Dr S. J. Cowley (University Council and Chair of the Faculty of Mathematics):

Deputy Vice-Chancellor, I am a member of the University Council. I signed this Report and I approve of it. However, I wish to comment on the rather boring matter of process. In paragraph 9 it is stated that

...the University’s Capital Fund is currently fully committed for the next five years with limited capacity for capital investment in the next ten. In recognition of this, the Council, with advice from the Finance Committee, recommends a transfer of £150m from accumulated reserves attributable to the Chest to the Capital Fund towards the cost of replacing the University’s biofacilities.

This transfer was discussed at the Council on 20 January 2014, when I noted that the £150m transfer would lead to about a £8–10m loss in recurrent income from (suitably invested) reserves. I asked what the impact would be on future budgets, e.g., what would have to be cut and/or forgone.
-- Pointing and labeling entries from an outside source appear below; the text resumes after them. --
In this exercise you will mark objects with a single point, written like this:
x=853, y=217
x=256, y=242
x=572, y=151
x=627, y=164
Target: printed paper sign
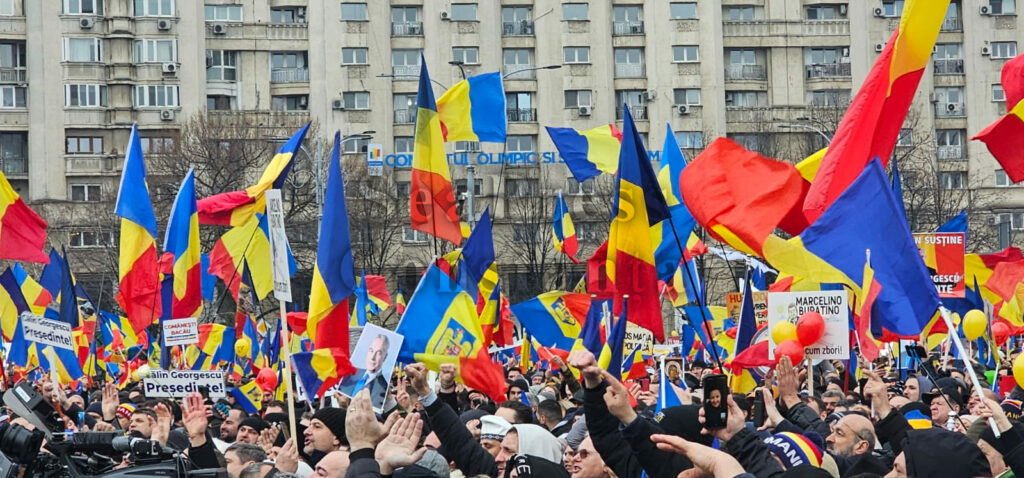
x=46, y=332
x=833, y=306
x=279, y=246
x=943, y=255
x=177, y=384
x=180, y=332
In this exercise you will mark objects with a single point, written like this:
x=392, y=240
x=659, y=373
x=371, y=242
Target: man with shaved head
x=851, y=443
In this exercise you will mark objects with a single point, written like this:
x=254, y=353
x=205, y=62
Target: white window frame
x=97, y=49
x=91, y=91
x=223, y=13
x=351, y=55
x=460, y=17
x=681, y=53
x=570, y=54
x=147, y=95
x=74, y=7
x=146, y=50
x=159, y=3
x=366, y=13
x=355, y=99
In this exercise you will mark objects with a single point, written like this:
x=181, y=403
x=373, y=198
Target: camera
x=80, y=454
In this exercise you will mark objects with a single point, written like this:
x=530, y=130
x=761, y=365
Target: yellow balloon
x=975, y=322
x=1019, y=370
x=782, y=332
x=243, y=346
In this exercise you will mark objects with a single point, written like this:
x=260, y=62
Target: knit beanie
x=334, y=419
x=794, y=449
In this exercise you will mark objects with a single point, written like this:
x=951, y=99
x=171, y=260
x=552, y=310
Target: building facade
x=771, y=74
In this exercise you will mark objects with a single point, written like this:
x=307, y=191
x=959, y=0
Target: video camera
x=80, y=454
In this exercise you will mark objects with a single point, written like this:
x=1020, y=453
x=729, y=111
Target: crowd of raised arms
x=577, y=420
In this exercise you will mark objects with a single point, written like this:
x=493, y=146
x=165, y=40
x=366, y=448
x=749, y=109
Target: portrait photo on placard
x=374, y=359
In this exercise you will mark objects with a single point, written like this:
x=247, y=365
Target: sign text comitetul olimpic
x=404, y=160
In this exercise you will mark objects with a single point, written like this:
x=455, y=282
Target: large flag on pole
x=334, y=277
x=182, y=240
x=431, y=207
x=138, y=287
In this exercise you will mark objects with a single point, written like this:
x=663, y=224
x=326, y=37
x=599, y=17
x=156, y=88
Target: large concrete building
x=759, y=71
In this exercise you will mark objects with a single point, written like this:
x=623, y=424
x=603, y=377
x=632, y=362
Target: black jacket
x=753, y=454
x=460, y=446
x=603, y=430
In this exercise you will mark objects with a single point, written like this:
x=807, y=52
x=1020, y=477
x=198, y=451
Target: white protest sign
x=788, y=306
x=46, y=332
x=177, y=384
x=279, y=246
x=180, y=332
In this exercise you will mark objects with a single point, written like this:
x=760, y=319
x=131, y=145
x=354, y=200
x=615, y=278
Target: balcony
x=949, y=110
x=639, y=113
x=627, y=28
x=948, y=67
x=407, y=29
x=949, y=153
x=630, y=71
x=827, y=71
x=290, y=75
x=404, y=116
x=404, y=71
x=517, y=29
x=520, y=115
x=951, y=25
x=12, y=75
x=745, y=72
x=522, y=72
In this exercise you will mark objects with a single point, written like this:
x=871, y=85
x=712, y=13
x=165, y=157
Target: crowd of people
x=578, y=420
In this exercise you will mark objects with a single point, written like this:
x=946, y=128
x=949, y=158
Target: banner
x=734, y=301
x=943, y=255
x=180, y=332
x=46, y=332
x=833, y=306
x=177, y=384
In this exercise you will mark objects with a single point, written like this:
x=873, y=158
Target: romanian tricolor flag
x=182, y=241
x=1005, y=138
x=589, y=153
x=249, y=244
x=468, y=110
x=322, y=368
x=562, y=230
x=334, y=278
x=138, y=288
x=555, y=318
x=237, y=208
x=431, y=207
x=872, y=122
x=638, y=206
x=23, y=232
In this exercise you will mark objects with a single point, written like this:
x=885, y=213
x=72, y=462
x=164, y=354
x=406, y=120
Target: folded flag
x=589, y=153
x=237, y=208
x=467, y=111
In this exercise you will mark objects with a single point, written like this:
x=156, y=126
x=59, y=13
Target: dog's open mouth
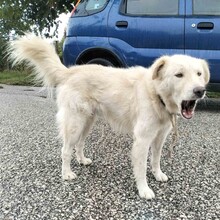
x=187, y=108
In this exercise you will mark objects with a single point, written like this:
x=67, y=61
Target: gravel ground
x=30, y=168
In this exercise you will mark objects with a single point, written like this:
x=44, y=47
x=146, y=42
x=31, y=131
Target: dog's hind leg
x=72, y=130
x=80, y=146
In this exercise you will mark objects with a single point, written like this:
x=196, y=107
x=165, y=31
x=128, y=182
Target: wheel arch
x=93, y=53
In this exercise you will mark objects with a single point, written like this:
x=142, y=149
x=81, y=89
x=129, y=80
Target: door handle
x=121, y=24
x=205, y=25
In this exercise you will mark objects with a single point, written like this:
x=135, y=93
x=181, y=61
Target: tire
x=101, y=61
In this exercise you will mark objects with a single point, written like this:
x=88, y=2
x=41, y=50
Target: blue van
x=124, y=33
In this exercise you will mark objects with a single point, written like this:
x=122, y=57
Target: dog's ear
x=158, y=66
x=206, y=71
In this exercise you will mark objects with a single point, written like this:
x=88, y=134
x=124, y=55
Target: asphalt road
x=30, y=168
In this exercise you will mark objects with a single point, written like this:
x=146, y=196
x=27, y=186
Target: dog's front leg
x=139, y=160
x=156, y=149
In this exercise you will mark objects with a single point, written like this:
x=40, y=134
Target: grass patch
x=14, y=77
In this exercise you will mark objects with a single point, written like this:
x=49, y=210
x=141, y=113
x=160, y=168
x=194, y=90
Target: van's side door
x=202, y=33
x=143, y=30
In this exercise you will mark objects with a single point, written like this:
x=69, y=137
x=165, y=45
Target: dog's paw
x=160, y=176
x=146, y=193
x=85, y=161
x=69, y=175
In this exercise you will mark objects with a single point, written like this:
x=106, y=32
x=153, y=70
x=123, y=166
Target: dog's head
x=180, y=81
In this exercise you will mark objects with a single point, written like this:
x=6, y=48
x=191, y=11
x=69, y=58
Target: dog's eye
x=179, y=75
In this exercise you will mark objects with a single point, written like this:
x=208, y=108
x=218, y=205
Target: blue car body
x=135, y=32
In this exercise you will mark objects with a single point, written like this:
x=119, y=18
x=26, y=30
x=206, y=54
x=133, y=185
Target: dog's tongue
x=188, y=114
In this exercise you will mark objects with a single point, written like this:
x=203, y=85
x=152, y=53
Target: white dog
x=140, y=101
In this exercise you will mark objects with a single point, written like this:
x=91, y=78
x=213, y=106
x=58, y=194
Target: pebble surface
x=30, y=168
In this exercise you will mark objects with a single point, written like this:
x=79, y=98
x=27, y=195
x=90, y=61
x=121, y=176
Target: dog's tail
x=41, y=55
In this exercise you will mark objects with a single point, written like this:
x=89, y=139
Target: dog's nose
x=199, y=91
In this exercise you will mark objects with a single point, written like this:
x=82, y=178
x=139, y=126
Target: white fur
x=127, y=98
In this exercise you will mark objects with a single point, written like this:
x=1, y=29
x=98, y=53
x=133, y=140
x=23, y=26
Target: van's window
x=152, y=7
x=88, y=7
x=206, y=7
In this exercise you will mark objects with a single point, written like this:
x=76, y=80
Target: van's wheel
x=101, y=61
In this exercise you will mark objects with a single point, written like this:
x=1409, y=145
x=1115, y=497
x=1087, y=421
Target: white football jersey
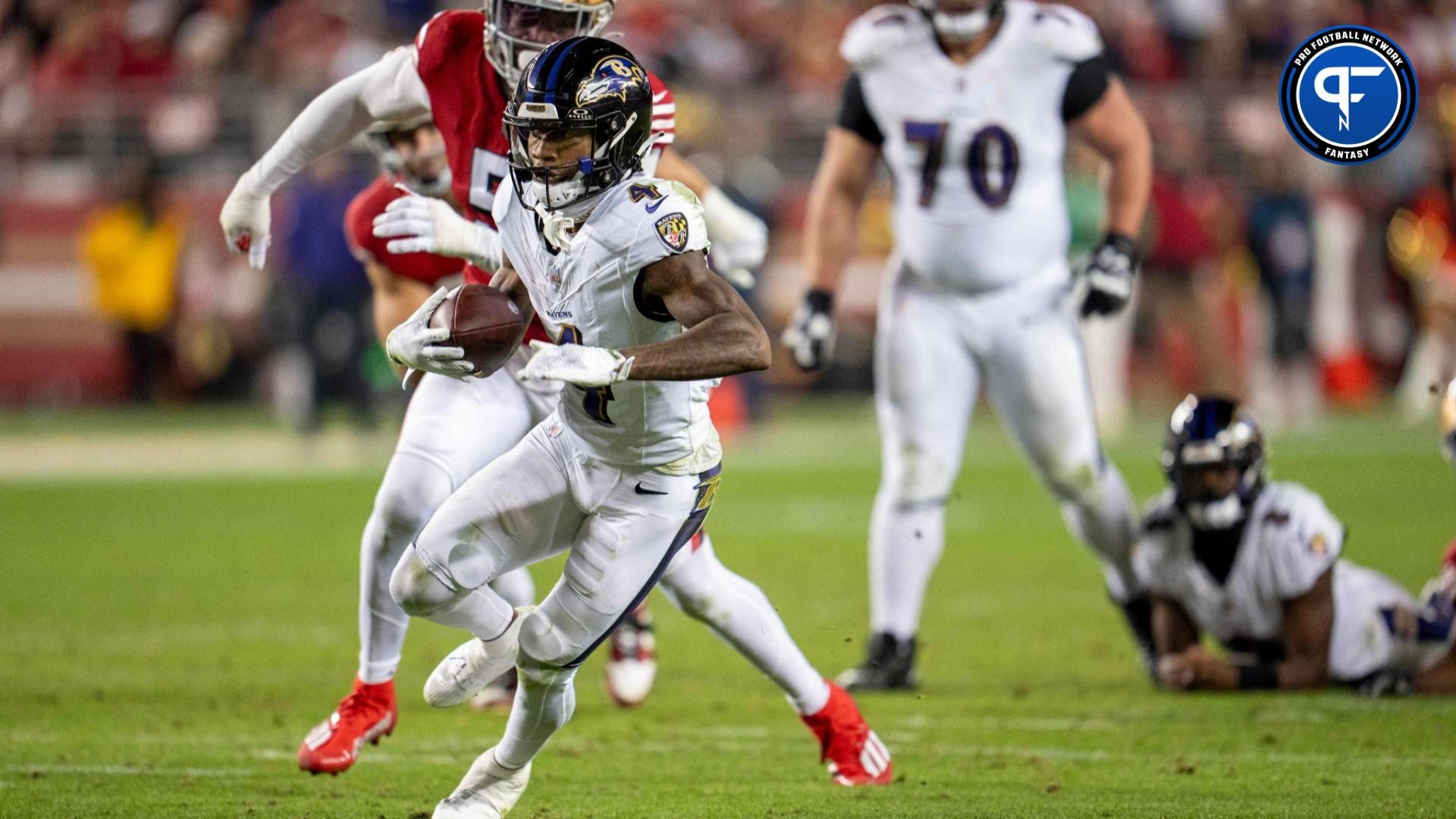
x=590, y=293
x=976, y=150
x=1289, y=542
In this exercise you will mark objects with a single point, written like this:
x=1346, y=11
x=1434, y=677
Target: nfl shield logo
x=673, y=231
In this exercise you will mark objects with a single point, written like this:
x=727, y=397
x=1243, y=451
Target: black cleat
x=890, y=667
x=1139, y=613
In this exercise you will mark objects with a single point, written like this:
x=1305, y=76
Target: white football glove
x=740, y=240
x=811, y=333
x=427, y=224
x=573, y=363
x=416, y=346
x=246, y=222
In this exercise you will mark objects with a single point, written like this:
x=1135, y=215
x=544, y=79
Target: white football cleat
x=487, y=792
x=632, y=668
x=466, y=670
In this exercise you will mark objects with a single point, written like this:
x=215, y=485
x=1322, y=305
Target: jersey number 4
x=992, y=161
x=596, y=398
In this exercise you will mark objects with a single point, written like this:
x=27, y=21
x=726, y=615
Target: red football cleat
x=854, y=752
x=632, y=668
x=364, y=716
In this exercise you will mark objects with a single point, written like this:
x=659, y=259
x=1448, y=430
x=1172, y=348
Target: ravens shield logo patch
x=672, y=229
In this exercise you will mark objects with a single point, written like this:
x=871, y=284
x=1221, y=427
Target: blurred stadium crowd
x=1270, y=275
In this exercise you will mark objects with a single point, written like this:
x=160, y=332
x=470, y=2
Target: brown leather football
x=485, y=322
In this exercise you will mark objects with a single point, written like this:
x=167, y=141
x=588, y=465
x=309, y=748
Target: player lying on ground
x=623, y=472
x=1257, y=566
x=971, y=102
x=459, y=72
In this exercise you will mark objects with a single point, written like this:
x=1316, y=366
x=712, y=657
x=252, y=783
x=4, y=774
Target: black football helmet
x=585, y=85
x=1210, y=433
x=960, y=20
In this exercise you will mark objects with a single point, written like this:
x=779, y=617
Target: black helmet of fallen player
x=516, y=31
x=381, y=139
x=1215, y=461
x=962, y=20
x=590, y=85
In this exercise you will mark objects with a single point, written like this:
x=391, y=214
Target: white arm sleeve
x=389, y=89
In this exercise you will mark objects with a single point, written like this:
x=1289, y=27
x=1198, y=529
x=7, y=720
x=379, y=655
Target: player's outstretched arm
x=721, y=338
x=830, y=238
x=1174, y=632
x=389, y=89
x=1308, y=624
x=1116, y=130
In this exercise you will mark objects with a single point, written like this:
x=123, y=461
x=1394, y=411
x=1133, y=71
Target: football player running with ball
x=459, y=74
x=623, y=472
x=970, y=102
x=1257, y=566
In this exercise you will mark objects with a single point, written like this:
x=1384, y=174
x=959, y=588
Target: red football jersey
x=359, y=226
x=468, y=104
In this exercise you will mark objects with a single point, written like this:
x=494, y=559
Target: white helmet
x=382, y=145
x=516, y=31
x=960, y=25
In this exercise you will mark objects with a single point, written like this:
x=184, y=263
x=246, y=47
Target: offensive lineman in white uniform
x=970, y=104
x=1257, y=566
x=623, y=472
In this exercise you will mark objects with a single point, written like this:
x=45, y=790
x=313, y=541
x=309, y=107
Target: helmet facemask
x=516, y=31
x=957, y=24
x=590, y=149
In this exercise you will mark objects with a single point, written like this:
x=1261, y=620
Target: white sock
x=411, y=491
x=742, y=615
x=905, y=545
x=1106, y=523
x=545, y=701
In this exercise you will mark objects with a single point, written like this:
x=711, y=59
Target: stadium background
x=181, y=547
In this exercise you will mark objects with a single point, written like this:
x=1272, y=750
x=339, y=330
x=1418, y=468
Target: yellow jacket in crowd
x=134, y=264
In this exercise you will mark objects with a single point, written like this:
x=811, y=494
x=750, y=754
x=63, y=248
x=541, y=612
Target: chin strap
x=557, y=228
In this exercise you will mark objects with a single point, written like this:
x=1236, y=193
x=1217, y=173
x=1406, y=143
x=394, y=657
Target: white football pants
x=622, y=529
x=934, y=350
x=452, y=428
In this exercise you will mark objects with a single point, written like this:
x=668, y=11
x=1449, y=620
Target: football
x=485, y=322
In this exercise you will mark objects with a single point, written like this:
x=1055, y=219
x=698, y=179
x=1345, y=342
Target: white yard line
x=127, y=771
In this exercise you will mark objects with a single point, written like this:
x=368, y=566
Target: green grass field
x=165, y=645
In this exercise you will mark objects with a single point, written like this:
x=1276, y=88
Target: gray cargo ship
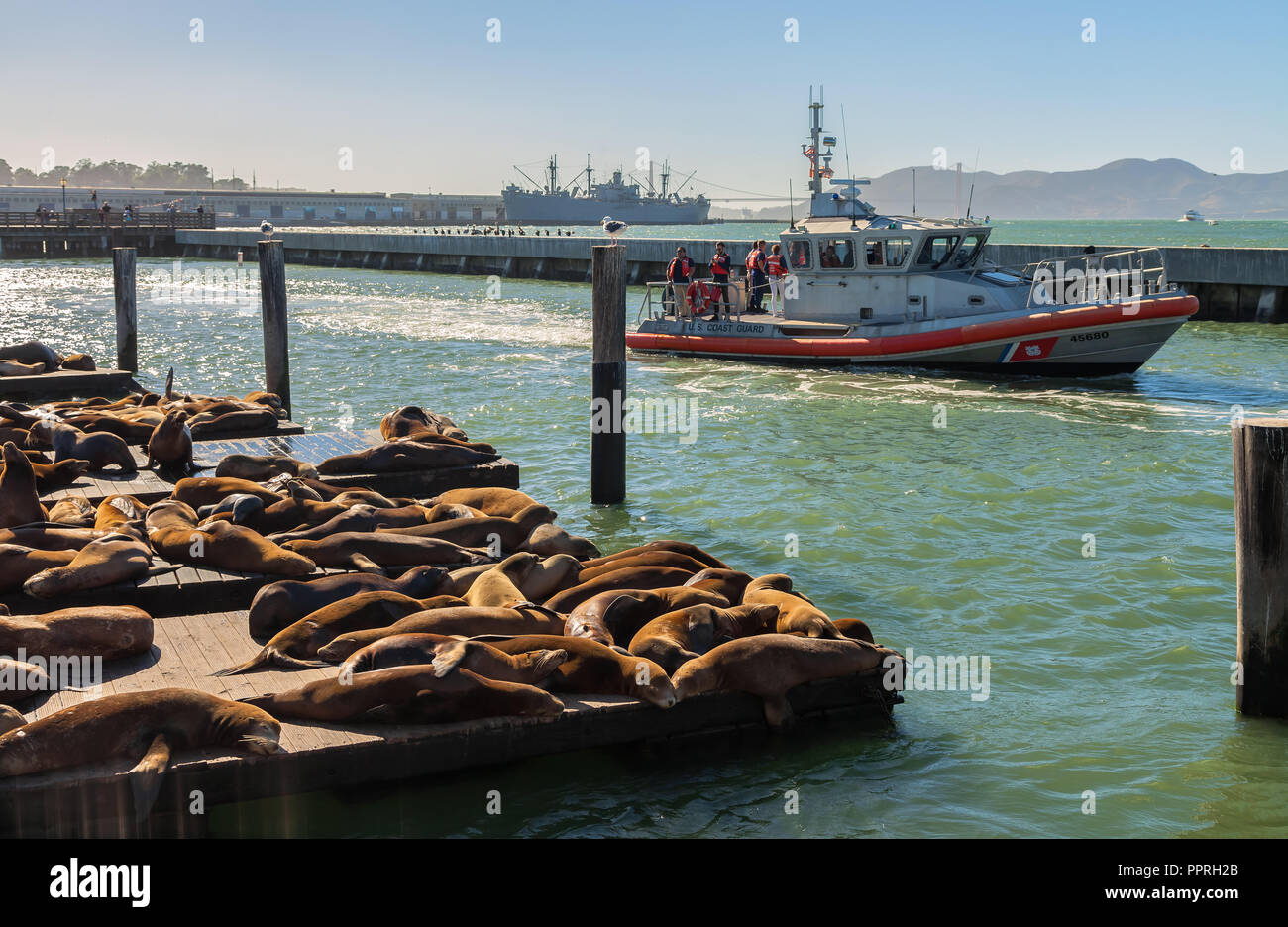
x=589, y=204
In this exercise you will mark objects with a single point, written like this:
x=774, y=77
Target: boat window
x=836, y=253
x=936, y=249
x=888, y=253
x=969, y=250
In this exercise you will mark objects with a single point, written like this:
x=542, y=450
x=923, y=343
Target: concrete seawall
x=1232, y=283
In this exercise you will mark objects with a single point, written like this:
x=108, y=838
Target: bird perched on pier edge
x=613, y=227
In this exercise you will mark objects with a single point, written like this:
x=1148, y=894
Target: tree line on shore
x=108, y=174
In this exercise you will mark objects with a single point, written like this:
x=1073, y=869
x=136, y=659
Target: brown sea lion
x=174, y=535
x=549, y=540
x=489, y=531
x=20, y=502
x=101, y=449
x=286, y=601
x=297, y=643
x=729, y=583
x=107, y=631
x=629, y=578
x=18, y=563
x=75, y=511
x=400, y=456
x=592, y=669
x=618, y=614
x=460, y=695
x=661, y=546
x=795, y=612
x=103, y=562
x=464, y=621
x=686, y=634
x=771, y=665
x=170, y=445
x=153, y=724
x=373, y=552
x=360, y=518
x=494, y=501
x=447, y=653
x=413, y=420
x=263, y=466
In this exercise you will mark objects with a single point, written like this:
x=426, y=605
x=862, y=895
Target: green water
x=1108, y=672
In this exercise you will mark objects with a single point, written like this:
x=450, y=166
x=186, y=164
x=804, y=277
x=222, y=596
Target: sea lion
x=726, y=582
x=117, y=510
x=494, y=501
x=459, y=695
x=174, y=533
x=464, y=621
x=447, y=653
x=101, y=449
x=202, y=490
x=286, y=601
x=20, y=502
x=771, y=665
x=153, y=724
x=107, y=631
x=18, y=563
x=592, y=669
x=618, y=614
x=412, y=420
x=629, y=578
x=75, y=511
x=103, y=562
x=360, y=518
x=657, y=546
x=795, y=612
x=373, y=552
x=503, y=533
x=400, y=456
x=259, y=467
x=294, y=645
x=170, y=445
x=686, y=634
x=549, y=540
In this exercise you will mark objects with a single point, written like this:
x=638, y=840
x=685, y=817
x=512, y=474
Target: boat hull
x=1093, y=340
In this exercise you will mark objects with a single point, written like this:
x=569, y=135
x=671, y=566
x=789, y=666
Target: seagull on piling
x=613, y=227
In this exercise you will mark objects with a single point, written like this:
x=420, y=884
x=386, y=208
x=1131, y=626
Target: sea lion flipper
x=146, y=776
x=447, y=657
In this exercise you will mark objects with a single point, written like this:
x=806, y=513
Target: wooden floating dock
x=97, y=799
x=312, y=449
x=68, y=385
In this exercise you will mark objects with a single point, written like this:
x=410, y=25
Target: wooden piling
x=127, y=309
x=271, y=296
x=608, y=374
x=1261, y=562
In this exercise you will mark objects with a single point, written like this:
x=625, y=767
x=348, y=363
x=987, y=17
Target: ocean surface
x=1109, y=668
x=1142, y=232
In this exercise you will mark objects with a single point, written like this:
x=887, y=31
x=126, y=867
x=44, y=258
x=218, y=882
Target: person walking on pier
x=720, y=282
x=777, y=269
x=756, y=277
x=678, y=273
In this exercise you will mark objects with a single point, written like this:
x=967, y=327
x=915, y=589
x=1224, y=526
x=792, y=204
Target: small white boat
x=893, y=290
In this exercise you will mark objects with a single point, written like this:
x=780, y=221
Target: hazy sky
x=425, y=101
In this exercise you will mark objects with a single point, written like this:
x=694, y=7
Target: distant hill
x=1122, y=189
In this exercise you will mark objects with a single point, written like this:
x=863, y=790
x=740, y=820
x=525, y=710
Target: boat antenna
x=845, y=134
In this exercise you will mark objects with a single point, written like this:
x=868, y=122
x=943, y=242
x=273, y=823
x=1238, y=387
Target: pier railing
x=94, y=219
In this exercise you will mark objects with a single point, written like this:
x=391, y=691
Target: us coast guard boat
x=894, y=290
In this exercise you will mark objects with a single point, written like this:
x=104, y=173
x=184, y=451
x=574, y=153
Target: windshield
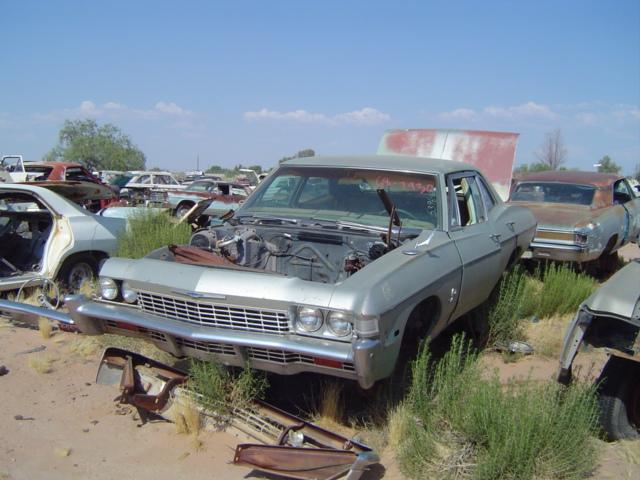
x=553, y=192
x=346, y=194
x=200, y=186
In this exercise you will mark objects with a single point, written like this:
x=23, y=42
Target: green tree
x=532, y=167
x=307, y=152
x=606, y=165
x=98, y=147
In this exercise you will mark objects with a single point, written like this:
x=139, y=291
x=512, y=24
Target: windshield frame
x=247, y=209
x=593, y=188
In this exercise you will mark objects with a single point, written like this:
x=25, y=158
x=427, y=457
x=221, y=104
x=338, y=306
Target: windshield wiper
x=394, y=219
x=267, y=220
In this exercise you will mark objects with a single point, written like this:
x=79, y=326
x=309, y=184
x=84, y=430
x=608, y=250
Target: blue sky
x=249, y=82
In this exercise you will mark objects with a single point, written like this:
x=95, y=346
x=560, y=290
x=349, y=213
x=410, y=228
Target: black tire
x=76, y=270
x=620, y=400
x=182, y=209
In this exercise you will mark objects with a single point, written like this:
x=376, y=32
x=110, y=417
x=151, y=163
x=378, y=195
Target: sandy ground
x=44, y=416
x=61, y=425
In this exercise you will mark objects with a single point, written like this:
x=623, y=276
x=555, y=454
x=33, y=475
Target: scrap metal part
x=304, y=463
x=302, y=450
That was minuted as ‘it would be necessary to understand the extent of the recurrent income generated from those reserves’. I have yet to hear an answer to my questions at the Council.

This budget was discussed at the Council as follows.

On 17 March when, as far as I can tell, the £150m transfer was not mentioned.

On 14 April, when paragraph 5 of the draft Allocations Report stated

The estimated cost of the total project is £150m, to be funded as part of the University’s strategic capital planning budget.

Note, no reference to a transfer.

On 12 May, when paragraph 9 was in the above form. However, this significant change was not highlighted on the coversheet, and I missed it (much to one person’s apparent amusement), as maybe did some other members of the Council. Indeed, the matter was not discussed when the Allocations Report was approved, as might have been better.

However, I did raise the matter when the Council discussed matters approved by the Finance Committee by circulation, following the cancellation of its 30 April 2014 meeting. That the £150m transfer was approved (by circulation) does not appear in the Council’s Agenda or papers as far as I can tell. Yes, it was considered at other Finance Committee meetings, but for a decision of this magnitude, I am not convinced that the process has been ideal; especially approval by circulation, and then not flagging the matter at the relevant Council meeting.

I should add that as a member of the Planning and Resources Committee (PRC) I knew that the matter was going to be discussed at the Finance Committee meeting on 30 April 2014. I then anticipated that there would be a full discussion at the Council during which the Council would be informed of the ‘extent of the recurrent income generated from those reserves’, and the effect on future budgets. That did not happen.

Let me be clear. I am not objecting to the transfer, in fact I approve it since we have little choice, having failed to put money away for the biofacilities rainy day. I am objecting to the process by which the Council and the Regent House are being asked to approve matters. There are significant changes happening. Less than two years ago, the Capital Plan was based on a maximum borrowing limit of £100m. That was then raised to £150m. Then the University transferred (or if I was to be emotive ‘raided’) a further £150m from reserves. That is a 200% increase in effective ‘borrowing’ from £100m to £300m in less than two years, In my opinion there is very little wriggle room left for unexpected expenditure, and that will happen. Indeed, I refer members of the Regent House to a forthcoming Report approved for publication by the Business Committee on 19 May 2014 on the construction of an extension to the Wolfson Brain Imaging Centre for the Radiopharmaceutical Unit.1 Earlier today I could not find this building in the Capital Plan of 20 March 2014, and in the absence of a PRC meeting this month (like the Finance Committee, it was cancelled), and the urgency, this Report was approved by the Capital Projects Group at a meeting on 12 May 2014. The University and the Council should be assured that there is adequate wriggle room.

Report of the General Board, dated 30 April 2014, on the establishment of a Professorship of Climate Change Economics and Policy (Reporter, 6346, 2013–14, p. 514).

No remarks were made on this Report.